Bagian 18

3.6K 237 27
                                    

"Abang!"

Daffa berhenti di anak tangga paling bawah.

Vina menuruni tangga dengan cepat. "Abang mau kemana? Ikut dong!"

Daffa menggeleng cepat. "Nggak." Daffa kembali melanjutkan langkahnya melewati ruang keluarga menuju garasi.

"Abang pelit ih males," ucap Vina yang masih mengekorinya.

"Biarin."

Vina menghentakkan kaki lantas memukul punggung Daffa kencang. "Rasain!"

"Aduhhh Vina! Sakit tau!" Daffa mengusap punggungnya yang kena pukul Vina.

"Sukurin!" Vina memeletkan lidah di dekat pagar.

"Dasar tuyul!" Daffa mengusap punggungnya sekali lagi sebelum kemudian menaiki motornya keluar pagar.

"Mau kemana, Bi?" Tanya mamanya saat bertemu di pagar.

"Mau ngumpul sama temen SMP, Ma."

"Yaudah hati-hati."

"Ma, tadi punggung abang dipukul Vina," adu Daffa yang membuat Vina mendelik.

"Kok bisa? Pasti kamu apa-apain kan Vina?" Tuduh sang mama kejam membuat Vina terkikik.

"Kejamnya Mama, yang salah Vina yang di tuduh aku, dah aku mah apa atuh habis renyah melempem dibuang." Daffa mencebikkan bibir.

"Haish!" Mamanya mengibaskan tangan, "Udah sana berangkat."

"Mama kejam." Daffa menstater motornya dan nenyalami Mamanya, "Assalamualaikum."

"Waalaikumsalam."

Daffa melajukan motornya dengan santai, sambil mengamati sepanjang jalan termasuk ikut menertawakan anak kecil yang baru saja belajar naik sepeda terperosok dalam got.

Ia juga sempat memperhatikan kompleks perumahannya yang kini terlihat rindang dengan banyak pohon serta lapangan basket di dekat masjid juga sudah diperbaiki.

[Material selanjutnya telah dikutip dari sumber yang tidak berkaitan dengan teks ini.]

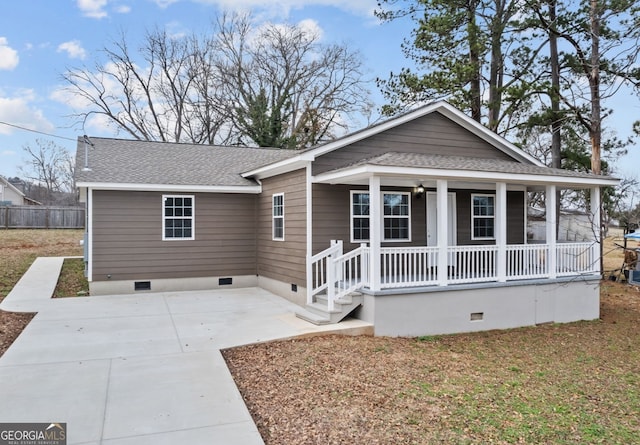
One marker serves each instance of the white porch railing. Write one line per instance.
(340, 274)
(577, 257)
(408, 266)
(320, 264)
(472, 264)
(527, 261)
(337, 273)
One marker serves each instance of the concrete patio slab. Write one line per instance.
(140, 369)
(159, 394)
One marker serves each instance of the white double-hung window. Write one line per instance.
(178, 217)
(483, 213)
(278, 216)
(396, 216)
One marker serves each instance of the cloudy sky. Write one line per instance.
(40, 39)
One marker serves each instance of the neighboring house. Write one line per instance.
(427, 210)
(574, 225)
(10, 195)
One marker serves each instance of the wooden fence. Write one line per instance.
(41, 217)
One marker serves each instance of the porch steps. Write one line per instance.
(318, 312)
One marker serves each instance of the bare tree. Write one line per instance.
(222, 88)
(49, 166)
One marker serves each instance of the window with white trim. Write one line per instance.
(483, 213)
(178, 217)
(396, 211)
(278, 216)
(359, 216)
(396, 216)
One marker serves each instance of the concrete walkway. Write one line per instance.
(139, 369)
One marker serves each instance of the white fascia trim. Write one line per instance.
(251, 189)
(284, 166)
(368, 170)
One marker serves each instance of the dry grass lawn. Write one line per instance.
(18, 249)
(575, 383)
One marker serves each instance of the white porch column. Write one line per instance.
(375, 231)
(597, 228)
(550, 207)
(501, 230)
(443, 229)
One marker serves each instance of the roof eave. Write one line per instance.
(363, 171)
(277, 168)
(249, 189)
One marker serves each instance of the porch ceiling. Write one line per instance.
(411, 169)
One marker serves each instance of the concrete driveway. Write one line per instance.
(139, 369)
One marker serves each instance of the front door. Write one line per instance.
(432, 219)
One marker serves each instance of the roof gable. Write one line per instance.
(389, 134)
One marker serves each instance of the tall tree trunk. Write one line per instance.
(595, 132)
(556, 124)
(496, 70)
(474, 61)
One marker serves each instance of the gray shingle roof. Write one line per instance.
(443, 162)
(120, 161)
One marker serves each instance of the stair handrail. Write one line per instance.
(321, 266)
(347, 273)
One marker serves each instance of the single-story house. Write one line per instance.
(416, 224)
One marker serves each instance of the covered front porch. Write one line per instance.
(488, 257)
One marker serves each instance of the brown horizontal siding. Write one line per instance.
(331, 215)
(283, 260)
(431, 134)
(128, 245)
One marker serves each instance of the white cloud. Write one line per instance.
(312, 28)
(21, 112)
(93, 8)
(164, 3)
(282, 7)
(73, 49)
(8, 56)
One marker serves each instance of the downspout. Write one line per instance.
(309, 231)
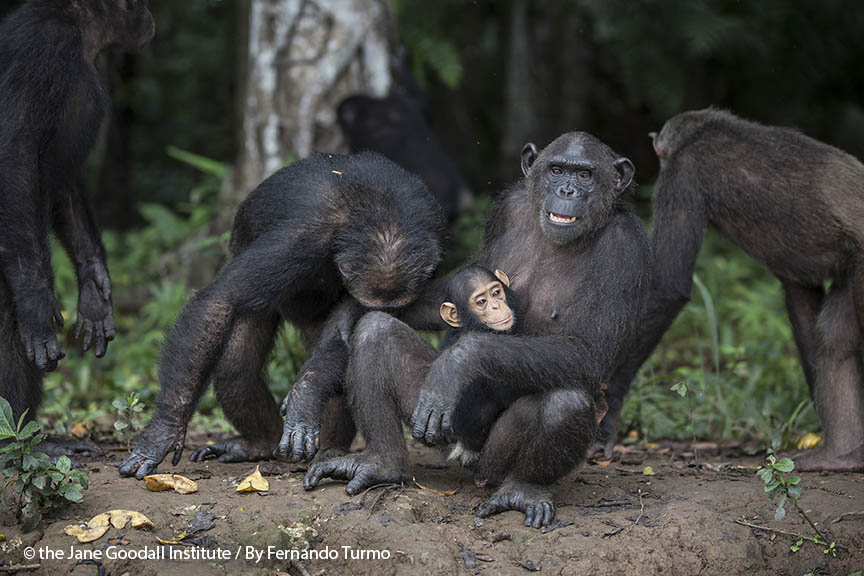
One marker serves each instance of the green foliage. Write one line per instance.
(128, 421)
(39, 484)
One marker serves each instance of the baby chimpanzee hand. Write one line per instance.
(95, 316)
(38, 320)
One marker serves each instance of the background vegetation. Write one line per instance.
(616, 68)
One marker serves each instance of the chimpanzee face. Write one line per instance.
(124, 23)
(384, 267)
(574, 184)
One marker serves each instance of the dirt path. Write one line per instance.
(612, 520)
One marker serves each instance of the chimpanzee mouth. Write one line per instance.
(559, 219)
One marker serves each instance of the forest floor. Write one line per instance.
(612, 519)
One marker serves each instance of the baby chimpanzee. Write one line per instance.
(478, 300)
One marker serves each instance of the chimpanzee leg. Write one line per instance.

Ada banyak hal yang gue lewatin ternyata.

Daffa mengarahkan motornya menuju kafe Kepompong's. Kafe yang terletak dekat dengan SMP nya dulu.

Senyum terbit dari bibirnya saat memasuki jalanan yang penuh kenangan bagi Daffa. Jalanan yang berada di depan gerbang SMP nya dulu adalah saksi perubahan Daffa, saksi kenakalan yang pernah ia lakukan, apalagi warung kopi yang terletak di depan sekolah.

Kepompong's tidak banyak berubah sejak terakhir ia datang setahun lalu, hanya cat depan saja yang diubah warnanya sisanya tetap sama, membuat kenangan kenangan bermunculan di benaknya.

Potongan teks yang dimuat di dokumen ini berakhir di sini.